Professor Liz Byrski

CITY/GLOBAL2018 Keynote Speaker

Curtin University, Australia

The IAFOR Global Studies/City 2018 Conference is pleased to announce that acclaimed writer Liz Byrski will be a Keynote Speaker. Professor Byrski is a writer and broadcaster with more than 50 years experience in the British and Australian media, author of thirteen non-fiction books and nine novels. She was a broadcaster and executive producer with ABC Radio in Perth and later an advisor to a minister in the Western Australian State Government; she has a PhD on the subject of feminist popular fiction, and is past Director of the China Australia Writing Centre at Curtin University. Professor Byrski will be speaking on: "Visible Signs of Ageing: Representational flattery, ageing women and agency in women’s fiction" and "The Introvert and the City".


The Introvert and the City

Keynote Presentation I | The Introvert and the City

December 2012: I walk out of the building into the cold damp air and pause on the steps waiting for my heart to stop pounding, my legs to stop shaking, praying that I will not faint here in London, not vomit on the steps of the British Museum. Can I make it back to the hotel without making an exhibition of myself? Cautiously I make my way to a nearby seat, and sit, head tilted backwards, eyes closed, taking deep breaths until the feeling passes.

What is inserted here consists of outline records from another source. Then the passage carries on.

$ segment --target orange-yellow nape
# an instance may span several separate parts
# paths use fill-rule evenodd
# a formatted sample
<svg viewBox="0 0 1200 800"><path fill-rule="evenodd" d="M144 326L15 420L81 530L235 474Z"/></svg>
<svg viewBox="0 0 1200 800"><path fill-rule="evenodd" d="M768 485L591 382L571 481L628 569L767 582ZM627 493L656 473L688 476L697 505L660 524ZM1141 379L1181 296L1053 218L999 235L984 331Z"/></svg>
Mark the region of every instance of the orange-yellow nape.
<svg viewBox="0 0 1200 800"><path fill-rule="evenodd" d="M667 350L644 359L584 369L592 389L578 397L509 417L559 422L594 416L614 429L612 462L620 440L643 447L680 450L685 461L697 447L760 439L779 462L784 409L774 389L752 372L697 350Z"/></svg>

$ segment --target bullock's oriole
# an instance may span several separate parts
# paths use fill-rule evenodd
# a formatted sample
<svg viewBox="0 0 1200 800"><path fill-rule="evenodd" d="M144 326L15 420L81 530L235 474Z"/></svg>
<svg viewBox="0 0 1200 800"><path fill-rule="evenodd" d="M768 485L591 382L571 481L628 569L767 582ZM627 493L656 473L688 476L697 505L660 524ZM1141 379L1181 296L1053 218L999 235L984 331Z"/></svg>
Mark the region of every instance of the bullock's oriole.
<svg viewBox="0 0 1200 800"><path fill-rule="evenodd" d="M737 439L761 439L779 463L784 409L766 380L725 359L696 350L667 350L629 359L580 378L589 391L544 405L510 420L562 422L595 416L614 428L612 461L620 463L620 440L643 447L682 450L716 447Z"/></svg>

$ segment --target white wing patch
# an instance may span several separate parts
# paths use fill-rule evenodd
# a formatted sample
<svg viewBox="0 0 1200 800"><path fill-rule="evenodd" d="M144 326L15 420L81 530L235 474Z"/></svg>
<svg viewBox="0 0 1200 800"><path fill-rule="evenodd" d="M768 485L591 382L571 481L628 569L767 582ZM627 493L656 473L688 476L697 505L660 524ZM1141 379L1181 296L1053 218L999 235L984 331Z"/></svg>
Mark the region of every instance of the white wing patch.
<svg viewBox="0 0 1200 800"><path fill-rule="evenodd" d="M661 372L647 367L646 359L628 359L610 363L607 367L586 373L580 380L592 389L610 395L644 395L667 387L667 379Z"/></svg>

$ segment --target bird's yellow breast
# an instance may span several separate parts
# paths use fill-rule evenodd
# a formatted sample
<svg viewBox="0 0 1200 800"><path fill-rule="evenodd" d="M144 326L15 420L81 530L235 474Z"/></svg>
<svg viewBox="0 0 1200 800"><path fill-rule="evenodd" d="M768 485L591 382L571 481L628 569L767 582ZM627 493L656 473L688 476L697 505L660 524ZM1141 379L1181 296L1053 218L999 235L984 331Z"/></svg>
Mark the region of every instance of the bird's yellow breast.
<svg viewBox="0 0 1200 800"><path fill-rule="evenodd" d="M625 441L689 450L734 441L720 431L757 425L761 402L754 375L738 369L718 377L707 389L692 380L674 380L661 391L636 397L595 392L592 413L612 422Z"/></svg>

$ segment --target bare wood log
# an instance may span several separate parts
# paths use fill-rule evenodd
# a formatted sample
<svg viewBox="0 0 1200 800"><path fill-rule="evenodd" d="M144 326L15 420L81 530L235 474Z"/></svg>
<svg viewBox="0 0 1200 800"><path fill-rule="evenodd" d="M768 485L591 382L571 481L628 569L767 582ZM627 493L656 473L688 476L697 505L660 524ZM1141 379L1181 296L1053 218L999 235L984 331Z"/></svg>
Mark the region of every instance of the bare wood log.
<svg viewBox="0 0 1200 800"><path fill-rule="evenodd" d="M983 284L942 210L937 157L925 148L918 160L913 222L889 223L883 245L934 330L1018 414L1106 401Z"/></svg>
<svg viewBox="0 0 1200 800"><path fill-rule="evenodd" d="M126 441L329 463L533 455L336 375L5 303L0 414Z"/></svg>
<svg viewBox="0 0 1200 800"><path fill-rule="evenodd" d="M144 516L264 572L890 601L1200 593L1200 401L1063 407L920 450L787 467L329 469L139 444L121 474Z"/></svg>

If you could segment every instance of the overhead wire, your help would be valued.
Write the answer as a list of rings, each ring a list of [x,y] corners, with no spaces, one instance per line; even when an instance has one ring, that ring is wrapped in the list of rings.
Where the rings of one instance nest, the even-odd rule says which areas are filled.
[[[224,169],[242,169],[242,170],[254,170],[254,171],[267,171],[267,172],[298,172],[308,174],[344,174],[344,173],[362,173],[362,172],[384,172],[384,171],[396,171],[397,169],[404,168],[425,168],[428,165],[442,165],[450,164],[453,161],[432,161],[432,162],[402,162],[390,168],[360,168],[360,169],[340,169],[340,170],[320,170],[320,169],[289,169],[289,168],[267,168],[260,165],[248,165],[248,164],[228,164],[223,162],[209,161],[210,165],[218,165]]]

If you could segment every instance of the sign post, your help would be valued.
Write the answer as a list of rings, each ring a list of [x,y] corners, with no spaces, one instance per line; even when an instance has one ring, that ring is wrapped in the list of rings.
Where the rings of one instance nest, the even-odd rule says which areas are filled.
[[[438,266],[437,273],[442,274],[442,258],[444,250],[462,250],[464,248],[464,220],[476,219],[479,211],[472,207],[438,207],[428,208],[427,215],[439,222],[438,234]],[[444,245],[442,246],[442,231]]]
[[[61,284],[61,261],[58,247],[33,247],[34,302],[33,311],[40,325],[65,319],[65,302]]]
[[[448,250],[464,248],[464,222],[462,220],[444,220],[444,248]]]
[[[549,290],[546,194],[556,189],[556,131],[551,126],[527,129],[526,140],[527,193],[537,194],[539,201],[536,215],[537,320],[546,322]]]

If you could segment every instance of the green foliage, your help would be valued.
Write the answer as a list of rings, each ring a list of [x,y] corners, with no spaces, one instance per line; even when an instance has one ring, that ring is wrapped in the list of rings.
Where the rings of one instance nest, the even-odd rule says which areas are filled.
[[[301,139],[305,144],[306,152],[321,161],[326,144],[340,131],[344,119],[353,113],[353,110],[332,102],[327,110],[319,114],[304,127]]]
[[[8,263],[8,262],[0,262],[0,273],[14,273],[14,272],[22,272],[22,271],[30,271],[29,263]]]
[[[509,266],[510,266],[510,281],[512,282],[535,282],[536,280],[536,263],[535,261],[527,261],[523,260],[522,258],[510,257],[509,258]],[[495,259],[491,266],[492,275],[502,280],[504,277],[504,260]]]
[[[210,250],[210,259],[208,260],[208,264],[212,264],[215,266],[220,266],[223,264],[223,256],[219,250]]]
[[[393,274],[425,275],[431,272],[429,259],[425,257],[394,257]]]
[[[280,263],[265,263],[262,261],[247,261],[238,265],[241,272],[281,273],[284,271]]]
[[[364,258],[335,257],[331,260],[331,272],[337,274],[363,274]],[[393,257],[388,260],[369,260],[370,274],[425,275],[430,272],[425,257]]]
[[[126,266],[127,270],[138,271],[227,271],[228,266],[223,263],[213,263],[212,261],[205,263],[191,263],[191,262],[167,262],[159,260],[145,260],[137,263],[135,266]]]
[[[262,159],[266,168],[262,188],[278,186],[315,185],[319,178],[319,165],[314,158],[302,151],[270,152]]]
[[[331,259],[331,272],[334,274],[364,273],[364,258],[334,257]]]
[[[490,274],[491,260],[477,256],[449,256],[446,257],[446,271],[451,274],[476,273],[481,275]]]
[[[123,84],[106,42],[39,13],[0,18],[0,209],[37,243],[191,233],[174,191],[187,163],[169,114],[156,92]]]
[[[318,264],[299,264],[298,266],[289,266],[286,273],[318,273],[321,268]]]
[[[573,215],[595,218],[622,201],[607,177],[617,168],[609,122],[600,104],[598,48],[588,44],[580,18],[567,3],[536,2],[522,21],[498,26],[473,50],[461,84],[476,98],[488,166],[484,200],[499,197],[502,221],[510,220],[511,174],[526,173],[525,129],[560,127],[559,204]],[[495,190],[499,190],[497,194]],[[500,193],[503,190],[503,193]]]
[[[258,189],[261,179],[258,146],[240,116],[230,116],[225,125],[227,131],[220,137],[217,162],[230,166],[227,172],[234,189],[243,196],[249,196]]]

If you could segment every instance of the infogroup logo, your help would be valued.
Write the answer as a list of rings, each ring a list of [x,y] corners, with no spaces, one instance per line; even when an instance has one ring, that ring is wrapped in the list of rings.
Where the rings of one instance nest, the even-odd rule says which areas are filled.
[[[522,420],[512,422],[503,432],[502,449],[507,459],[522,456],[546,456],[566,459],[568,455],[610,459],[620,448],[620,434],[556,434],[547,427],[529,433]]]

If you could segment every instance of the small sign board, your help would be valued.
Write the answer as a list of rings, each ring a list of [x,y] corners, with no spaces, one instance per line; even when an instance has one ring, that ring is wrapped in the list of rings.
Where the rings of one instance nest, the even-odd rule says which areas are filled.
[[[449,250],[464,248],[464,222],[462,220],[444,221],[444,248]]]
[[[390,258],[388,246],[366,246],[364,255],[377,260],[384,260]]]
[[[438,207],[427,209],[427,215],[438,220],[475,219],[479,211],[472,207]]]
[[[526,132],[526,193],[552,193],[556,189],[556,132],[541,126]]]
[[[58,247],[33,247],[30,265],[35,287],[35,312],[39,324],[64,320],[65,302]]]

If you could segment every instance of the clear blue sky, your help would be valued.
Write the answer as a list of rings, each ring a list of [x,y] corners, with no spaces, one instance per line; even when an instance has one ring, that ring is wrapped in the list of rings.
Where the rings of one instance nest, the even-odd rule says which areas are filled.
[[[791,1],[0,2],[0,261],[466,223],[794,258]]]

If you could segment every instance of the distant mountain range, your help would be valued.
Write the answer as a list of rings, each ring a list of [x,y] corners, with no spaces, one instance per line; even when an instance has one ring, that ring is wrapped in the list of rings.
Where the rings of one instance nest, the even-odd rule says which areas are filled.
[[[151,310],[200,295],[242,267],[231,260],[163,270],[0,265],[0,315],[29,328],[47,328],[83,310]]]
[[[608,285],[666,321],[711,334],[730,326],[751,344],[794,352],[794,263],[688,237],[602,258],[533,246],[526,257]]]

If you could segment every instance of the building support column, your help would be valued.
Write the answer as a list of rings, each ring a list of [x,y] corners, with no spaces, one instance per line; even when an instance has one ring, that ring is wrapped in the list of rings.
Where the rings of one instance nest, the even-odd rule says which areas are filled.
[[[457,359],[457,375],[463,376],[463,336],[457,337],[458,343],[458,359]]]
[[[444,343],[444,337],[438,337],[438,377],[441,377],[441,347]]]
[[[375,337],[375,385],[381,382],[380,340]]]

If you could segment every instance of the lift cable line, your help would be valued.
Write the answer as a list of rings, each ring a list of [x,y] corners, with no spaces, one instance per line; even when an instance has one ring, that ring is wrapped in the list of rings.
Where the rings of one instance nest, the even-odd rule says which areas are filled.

Eventually I see a taxi draw up outside the gates and I get up and walk shakily towards it, waving at the driver. Seconds later I lurch into the backseat. ‘You all right, Love?’ The driver asks. ‘Fine thanks,” I give him the address of the hotel, and sit there, rigid, grasping the armrest so tight it hurts my fingers. I have been in London for 13 days, eight more than my tolerance level, and it’s the third time this has happened: one more day to go. I am an introvert in the city.

In this presentation I will consider my love-hate relationship with various cities in which I have lived, the reasons I have fled from them, the physical and emotional effects of being in any city, and my specific problem with being in London.


Visible Signs of Ageing Representational flattery

Keynote Presentation II | Visible Signs of Ageing: Representational flattery, ageing women and agency in women’s fiction

We live in a mediated society in which the representational flattery provided by sympathetic and admiring images of people like us provide the reassurance that we are members of the tribe. The flattered self is a mediated self and that combination endows us with a sense of significance and agency. But at a time when we celebrate increased life expectancy and are urged to remain in the workforce much longer than previous generations, ageing women are largely absent from the representations of popular culture. The focus is on youth, beauty and sexiness, on staying young and looking younger, and the varied and dynamic lives of older and elderly women are sidelined into invisibility.

I was approaching sixty when, despite the growing number of ageing women living full and interesting lives, I couldn’t find novels that told those stories. Walter Benjamin suggested that writers are people who can’t find the books they want to read so they write them instead. I took Benjamin’s words as advice. In this paper I discuss my own experiment in developing a body of popular fiction deliberately designed to create a sense of agency among older women readers, and some of the responses to these ten, best-selling novels.